Pour transformer les prunes en pruneaux, il est primordial que les fruits aient atteint leur maturité optimale. Il faut donc que le feuillage soit sain et fourni et que le rendement soit réduit au moyen d’un éclaircissage régulier. La maturité se reconnaît à différents signes ; la quantité de sucre dans la pulpe du fruit, la faible acidité, la couleur très sombre de la peau, la souplesse de la pulpe et la chute des fruits sans leur queue. La récolte commence la seconde moitié du mois d’août et se poursuit jusqu’au début d’octobre. Tandis que les grosses exploitations emploient des machines pour secouer les arbres, les petites entreprises et les exploitations biologiques font travailler des cueilleurs expérimentés qui tapent sur les branches avec des bâtons pour faire tomber les fruits. Les prunes mûres tombant facilement, sans leur queue, ce procédé n’endommage pas les arbres. De plus, les fruits non mûrs restent sur le prunier, ce qui profite à la qualité de la récolte. Un a remplacé la paille que l’on étalait autrefois sous les arbres par de grands filets. Les prunes fraîches sont alors lavées, puis étalées en une seule couche sur des claies permettant la circulation de l’air.
Autrefois, on les faisait sécher au soleil ou dans des fours ä pain. Aujourd’hui, on empile les claies sur des chariots que l’on introduit dans des étuves ou des tunnels de séchage. On y fait souffler de l’air chaud, qui élimine. Entre le préséchage à 60°C, et la finition à 75 °C s’écoulent 18 à 24 heures. L’objectif est de réduire l’humidité des prunes à une valeur comprise entre 21 et 23%, en conservant leur arôme et l’intensifier autant que possible par un début de fermentation. Par contre, il faut empêcher une caramélisation des fruits, qui prendraient alors une couleur brune inesthétique. C’est pourquoi la température ne doit jamais dépasser 75°C à l’intérieur du fruit. Selon leur maturité et leur taille, il faut entre 2,5 et 3,5 kg de prunes fraîches pour obtenir 1 kg de pruneaux.
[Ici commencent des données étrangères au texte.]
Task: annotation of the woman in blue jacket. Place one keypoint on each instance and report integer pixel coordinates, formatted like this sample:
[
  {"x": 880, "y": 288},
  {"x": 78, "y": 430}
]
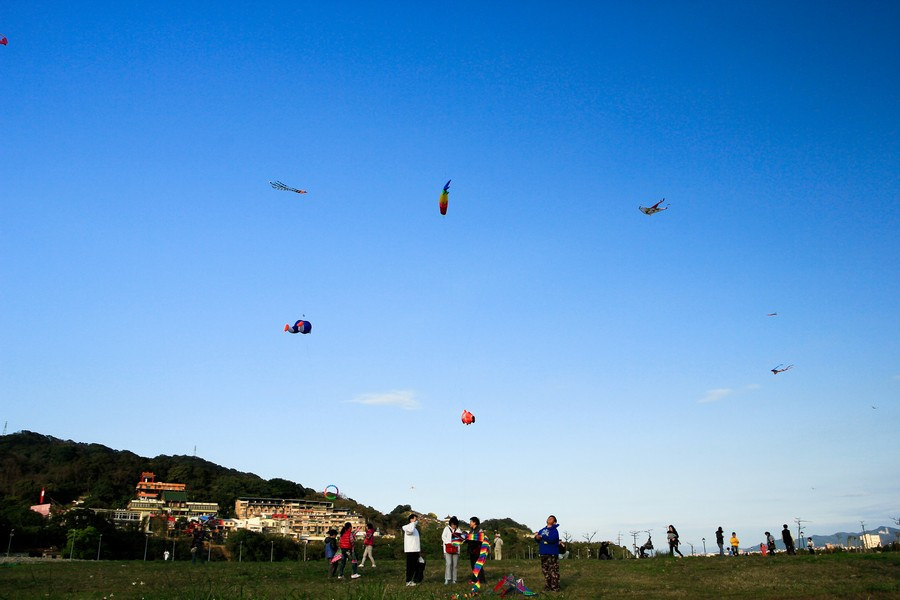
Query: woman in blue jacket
[{"x": 548, "y": 541}]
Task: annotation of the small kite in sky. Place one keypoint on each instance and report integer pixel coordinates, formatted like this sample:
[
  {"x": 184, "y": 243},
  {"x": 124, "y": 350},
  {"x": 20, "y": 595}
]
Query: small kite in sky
[
  {"x": 299, "y": 327},
  {"x": 285, "y": 188},
  {"x": 445, "y": 197},
  {"x": 652, "y": 210}
]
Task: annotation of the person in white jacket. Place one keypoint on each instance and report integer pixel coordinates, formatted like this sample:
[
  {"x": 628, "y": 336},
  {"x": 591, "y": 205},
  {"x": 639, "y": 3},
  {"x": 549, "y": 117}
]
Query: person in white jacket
[
  {"x": 451, "y": 552},
  {"x": 412, "y": 547}
]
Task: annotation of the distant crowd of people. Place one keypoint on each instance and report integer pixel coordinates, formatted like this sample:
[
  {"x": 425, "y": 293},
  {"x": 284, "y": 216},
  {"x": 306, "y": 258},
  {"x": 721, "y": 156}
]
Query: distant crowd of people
[
  {"x": 734, "y": 543},
  {"x": 339, "y": 550}
]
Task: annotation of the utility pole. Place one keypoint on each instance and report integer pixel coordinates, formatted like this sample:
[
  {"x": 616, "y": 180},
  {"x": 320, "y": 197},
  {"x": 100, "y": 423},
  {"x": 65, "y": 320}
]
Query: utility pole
[{"x": 634, "y": 541}]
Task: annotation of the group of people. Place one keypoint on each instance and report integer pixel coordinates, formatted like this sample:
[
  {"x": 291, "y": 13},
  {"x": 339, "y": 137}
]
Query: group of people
[
  {"x": 768, "y": 547},
  {"x": 339, "y": 549},
  {"x": 474, "y": 540}
]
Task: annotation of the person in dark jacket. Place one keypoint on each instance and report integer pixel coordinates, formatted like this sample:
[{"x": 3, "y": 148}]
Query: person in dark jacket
[
  {"x": 672, "y": 536},
  {"x": 474, "y": 539},
  {"x": 788, "y": 540},
  {"x": 720, "y": 541},
  {"x": 548, "y": 540}
]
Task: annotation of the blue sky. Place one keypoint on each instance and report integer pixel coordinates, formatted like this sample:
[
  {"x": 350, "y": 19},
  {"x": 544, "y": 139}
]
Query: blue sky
[{"x": 617, "y": 364}]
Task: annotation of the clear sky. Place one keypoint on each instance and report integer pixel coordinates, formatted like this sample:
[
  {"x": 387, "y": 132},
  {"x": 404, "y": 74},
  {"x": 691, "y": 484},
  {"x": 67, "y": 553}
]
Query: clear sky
[{"x": 618, "y": 364}]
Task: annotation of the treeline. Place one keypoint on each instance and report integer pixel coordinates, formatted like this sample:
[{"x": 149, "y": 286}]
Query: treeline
[{"x": 106, "y": 478}]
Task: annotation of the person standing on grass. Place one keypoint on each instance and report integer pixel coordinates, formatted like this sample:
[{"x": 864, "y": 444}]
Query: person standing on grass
[
  {"x": 450, "y": 535},
  {"x": 672, "y": 536},
  {"x": 548, "y": 540},
  {"x": 368, "y": 543},
  {"x": 412, "y": 547},
  {"x": 348, "y": 535},
  {"x": 332, "y": 552},
  {"x": 788, "y": 539}
]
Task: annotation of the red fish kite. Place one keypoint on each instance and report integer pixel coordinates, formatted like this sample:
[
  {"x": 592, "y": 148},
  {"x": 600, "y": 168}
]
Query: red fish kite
[{"x": 445, "y": 198}]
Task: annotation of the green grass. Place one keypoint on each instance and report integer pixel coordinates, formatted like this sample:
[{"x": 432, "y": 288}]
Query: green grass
[{"x": 824, "y": 576}]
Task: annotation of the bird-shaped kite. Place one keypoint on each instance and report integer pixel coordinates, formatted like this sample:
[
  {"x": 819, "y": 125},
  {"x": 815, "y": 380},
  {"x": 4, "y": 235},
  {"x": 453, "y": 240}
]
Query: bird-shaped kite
[
  {"x": 652, "y": 210},
  {"x": 299, "y": 327},
  {"x": 445, "y": 197},
  {"x": 285, "y": 188}
]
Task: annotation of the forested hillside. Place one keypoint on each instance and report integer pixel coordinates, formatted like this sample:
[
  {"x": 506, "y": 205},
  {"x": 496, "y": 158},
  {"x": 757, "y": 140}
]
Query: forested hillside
[{"x": 106, "y": 478}]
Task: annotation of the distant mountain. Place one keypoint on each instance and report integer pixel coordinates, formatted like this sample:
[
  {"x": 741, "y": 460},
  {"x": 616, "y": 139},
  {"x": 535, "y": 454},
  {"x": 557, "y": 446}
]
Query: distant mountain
[
  {"x": 106, "y": 478},
  {"x": 887, "y": 535}
]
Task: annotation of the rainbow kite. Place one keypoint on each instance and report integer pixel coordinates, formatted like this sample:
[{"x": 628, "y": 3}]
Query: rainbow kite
[{"x": 482, "y": 556}]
Une fois le séchage achevé, que l’on exécute tout de suite après la récolte, les pruneaux sont placés dans des caisses de bois et entreposés dans un lieu sombre et frais. Enfin, avant qu’ils ne soient mis sur le marché, on plonge les pruneaux d’Agen dans un bain d’eau très chaude pour relever leur taux d’humidité à environ 30%. Ils prennent ainsi un lustre appétissant et une consistance souple et sont consommables immédiatement.